The carnage began early. By the time most fans had settled into their seats, Victor Edvardsen had already picked the lock in the 7th minute. NAC Breda, perhaps thinking they were participating in a charity walk rather than an Eredivisie clash, stood by as Enric Llansana and Jakob Breum added two more before the halftime whistle. 3-0 at the break. It was over. The home crowd was jubilant, while the visitors looked like they were reconsidering their life choices.
But the Eagles weren't done. They weren't even full. Oliver Antman made it four just after the hour mark, effectively turning the stadium into a giant, Deventer-flavored celebration.

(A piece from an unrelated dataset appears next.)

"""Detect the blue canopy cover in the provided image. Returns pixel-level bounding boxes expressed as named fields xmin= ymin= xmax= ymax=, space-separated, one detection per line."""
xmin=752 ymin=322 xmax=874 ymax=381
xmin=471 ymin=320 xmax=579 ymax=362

By the time Joris Kramer headed in the fifth and Milan Smit converted a late penalty to make it six, the humiliation was COMPLETE. NAC Breda’s defense was so porous that you could have driven the team bus through the gaps between their center-backs without touching the mirrors.
This result is a MASSIVE statement for Go Ahead Eagles. Entering the match in 10th place, level on 15 points with 9th-placed NAC, they have now catapulted themselves into the conversation for the European play-offs. Their goal difference, previously a modest figure, has been inflated like a tech bubble, while NAC’s has plummeted into the abyss.
For NAC Breda, this wasn’t just a loss; it was a reputation-shredding disaster. They arrived looking like a stable mid-table outfit and left looking like a Sunday League side that had collectively decided to quit at halftime. It was EMBARRASSING. If they don’t find a defensive pulse soon, they’ll be staring at the bottom three rather than the top half.